Not necessarily an answer to this question, however, Stroma Certification believes that the data on the EPC register should be as up-to-date as possible. In order for this to happen, EPCs should be updated once significant work should trigger a new EPC. Examples of these triggers could be:
In each case, the data associated to these changes should be recorded and made reportable so that it’s stored online in a 'property passport', so that this data can be used by stakeholders - i.e. homeowners, architects, designers for future upgrades, energy assessors etc. This would allow these stakeholders to use this data for accurate updates and upgrades to the property and for future EPCs and reports to be far more accurate.
27. We will investigate the benefit in providing new online resources or tools to support building owners to access and use data to help them improve their properties. What particular types of resources or tools would you find useful and why?
Please see our answer to Q6 about the interactive EPC.
28. In addition to the above, we welcome any specific comments or observations you may have on the future use of the data that is gathered from energy assessments.

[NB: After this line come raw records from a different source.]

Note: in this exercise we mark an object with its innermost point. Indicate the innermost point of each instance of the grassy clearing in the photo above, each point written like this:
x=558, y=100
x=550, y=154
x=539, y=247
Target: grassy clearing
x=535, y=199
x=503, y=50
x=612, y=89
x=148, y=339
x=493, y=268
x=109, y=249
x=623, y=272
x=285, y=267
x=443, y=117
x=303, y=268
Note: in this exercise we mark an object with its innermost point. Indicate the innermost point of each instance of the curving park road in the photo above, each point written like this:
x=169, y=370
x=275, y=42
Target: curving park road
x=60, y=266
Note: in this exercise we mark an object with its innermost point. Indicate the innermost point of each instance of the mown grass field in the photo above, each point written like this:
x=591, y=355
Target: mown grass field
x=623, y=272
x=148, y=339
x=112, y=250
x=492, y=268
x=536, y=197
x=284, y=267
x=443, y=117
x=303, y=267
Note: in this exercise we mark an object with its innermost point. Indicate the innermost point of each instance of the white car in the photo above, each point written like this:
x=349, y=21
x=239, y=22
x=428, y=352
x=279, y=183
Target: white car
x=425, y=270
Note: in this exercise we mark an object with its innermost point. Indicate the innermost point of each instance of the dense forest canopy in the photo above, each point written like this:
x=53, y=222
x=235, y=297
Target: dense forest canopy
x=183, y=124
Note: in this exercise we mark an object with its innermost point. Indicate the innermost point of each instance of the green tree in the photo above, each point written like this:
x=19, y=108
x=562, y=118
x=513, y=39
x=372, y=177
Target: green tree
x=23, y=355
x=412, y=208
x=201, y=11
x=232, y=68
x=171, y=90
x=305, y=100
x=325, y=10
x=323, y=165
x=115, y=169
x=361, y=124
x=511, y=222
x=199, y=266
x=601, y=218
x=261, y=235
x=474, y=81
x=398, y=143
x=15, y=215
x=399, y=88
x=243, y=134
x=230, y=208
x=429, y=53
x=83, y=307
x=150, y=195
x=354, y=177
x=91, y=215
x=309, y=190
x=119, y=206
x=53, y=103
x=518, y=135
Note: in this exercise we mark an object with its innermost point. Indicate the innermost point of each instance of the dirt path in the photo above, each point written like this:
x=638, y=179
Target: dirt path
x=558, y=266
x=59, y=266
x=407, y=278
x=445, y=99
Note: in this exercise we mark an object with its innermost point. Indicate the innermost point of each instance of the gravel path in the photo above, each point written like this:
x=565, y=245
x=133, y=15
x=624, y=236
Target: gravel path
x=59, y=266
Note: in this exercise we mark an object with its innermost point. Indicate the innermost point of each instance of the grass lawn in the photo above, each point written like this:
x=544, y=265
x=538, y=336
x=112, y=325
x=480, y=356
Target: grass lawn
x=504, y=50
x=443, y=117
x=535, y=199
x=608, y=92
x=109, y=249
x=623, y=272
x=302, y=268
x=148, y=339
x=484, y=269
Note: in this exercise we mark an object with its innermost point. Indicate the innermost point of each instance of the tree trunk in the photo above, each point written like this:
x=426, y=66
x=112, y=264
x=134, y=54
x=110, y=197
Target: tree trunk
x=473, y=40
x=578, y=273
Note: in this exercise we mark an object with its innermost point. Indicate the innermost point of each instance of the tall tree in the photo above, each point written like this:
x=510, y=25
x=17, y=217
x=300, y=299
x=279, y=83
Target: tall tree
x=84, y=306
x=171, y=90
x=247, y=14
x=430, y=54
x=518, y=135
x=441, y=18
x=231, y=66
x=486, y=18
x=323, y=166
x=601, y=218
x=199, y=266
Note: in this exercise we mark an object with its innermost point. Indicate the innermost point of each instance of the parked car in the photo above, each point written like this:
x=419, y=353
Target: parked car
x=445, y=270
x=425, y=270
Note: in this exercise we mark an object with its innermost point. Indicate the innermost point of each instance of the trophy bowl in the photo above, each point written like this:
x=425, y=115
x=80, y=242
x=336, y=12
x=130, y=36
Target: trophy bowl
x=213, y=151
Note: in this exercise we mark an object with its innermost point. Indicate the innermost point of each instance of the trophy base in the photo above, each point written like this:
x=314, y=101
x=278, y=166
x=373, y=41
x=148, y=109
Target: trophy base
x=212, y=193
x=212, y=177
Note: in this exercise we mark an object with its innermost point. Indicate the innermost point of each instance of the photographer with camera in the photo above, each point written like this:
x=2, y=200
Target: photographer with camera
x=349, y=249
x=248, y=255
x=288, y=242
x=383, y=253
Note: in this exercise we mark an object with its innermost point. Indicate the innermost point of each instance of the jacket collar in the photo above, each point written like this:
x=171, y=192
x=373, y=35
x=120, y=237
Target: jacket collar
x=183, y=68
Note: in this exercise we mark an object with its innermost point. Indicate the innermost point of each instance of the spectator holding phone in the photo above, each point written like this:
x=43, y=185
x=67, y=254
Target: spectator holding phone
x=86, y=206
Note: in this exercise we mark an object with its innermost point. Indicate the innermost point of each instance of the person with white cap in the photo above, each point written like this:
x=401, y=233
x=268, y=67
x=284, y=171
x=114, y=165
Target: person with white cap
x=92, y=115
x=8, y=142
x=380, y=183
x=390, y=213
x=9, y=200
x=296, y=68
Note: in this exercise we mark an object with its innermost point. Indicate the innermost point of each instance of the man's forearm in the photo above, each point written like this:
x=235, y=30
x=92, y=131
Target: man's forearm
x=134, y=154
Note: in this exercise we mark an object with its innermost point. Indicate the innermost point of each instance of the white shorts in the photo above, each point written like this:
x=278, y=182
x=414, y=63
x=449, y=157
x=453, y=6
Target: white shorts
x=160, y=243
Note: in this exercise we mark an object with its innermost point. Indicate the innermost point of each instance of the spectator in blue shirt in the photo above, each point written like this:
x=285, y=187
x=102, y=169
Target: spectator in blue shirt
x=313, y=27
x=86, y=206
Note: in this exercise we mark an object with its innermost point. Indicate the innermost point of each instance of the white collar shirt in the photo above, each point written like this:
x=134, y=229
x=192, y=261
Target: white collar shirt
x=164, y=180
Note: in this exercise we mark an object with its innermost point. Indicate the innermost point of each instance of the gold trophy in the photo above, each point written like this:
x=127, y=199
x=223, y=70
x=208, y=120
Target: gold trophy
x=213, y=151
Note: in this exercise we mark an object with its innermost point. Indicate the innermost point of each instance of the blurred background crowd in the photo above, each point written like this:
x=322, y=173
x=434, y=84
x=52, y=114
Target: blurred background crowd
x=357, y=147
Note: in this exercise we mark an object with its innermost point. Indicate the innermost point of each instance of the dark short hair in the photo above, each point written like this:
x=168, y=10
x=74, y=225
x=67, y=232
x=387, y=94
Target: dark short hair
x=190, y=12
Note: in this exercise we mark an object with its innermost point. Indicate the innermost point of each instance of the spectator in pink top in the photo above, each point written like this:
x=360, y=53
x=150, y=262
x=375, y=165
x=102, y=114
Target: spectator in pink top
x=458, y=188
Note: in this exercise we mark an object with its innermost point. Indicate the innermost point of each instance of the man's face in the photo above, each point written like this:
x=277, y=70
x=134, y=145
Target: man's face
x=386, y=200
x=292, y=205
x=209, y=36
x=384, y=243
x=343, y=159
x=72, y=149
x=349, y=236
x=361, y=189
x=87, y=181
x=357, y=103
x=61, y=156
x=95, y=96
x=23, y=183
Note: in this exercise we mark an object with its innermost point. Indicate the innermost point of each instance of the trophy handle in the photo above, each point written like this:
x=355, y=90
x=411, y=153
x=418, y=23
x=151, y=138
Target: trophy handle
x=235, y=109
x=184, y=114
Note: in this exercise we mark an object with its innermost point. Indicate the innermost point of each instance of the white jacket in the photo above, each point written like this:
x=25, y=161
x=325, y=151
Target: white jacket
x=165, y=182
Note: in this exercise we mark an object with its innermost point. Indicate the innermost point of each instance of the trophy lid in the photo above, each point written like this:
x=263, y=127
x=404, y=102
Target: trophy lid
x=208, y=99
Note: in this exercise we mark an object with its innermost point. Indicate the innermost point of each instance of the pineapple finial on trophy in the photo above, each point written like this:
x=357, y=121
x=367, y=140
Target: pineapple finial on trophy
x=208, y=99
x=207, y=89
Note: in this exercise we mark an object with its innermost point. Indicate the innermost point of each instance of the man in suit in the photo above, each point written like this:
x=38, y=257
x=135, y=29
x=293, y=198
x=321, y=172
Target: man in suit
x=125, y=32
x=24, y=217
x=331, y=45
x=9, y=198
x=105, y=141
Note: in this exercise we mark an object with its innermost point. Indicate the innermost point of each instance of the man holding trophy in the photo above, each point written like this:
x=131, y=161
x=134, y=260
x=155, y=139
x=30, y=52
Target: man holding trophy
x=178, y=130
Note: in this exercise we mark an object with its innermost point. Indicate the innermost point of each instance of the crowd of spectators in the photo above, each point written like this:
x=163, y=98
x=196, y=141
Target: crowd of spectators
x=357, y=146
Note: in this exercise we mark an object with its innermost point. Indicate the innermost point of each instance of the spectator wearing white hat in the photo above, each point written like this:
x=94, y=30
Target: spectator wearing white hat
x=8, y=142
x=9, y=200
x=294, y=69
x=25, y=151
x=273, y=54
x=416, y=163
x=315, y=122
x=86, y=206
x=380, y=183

It would be useful to use the data used in new build SAP EPCs when producing an RdSAP EPC.
The SAP EPC is likely to be far more accurate than the defaults used in RdSAP, therefore, there is a risk that as these 10-year-old SAP EPCs get replaced in 2020 onwards and the detailed data that is available is replaced with less accurate data.
Stroma Certification would welcome a process where this data can be used by the DEA and used in the next EPC.
The same principle can be applied to other known values and data sets that are attributed to the property.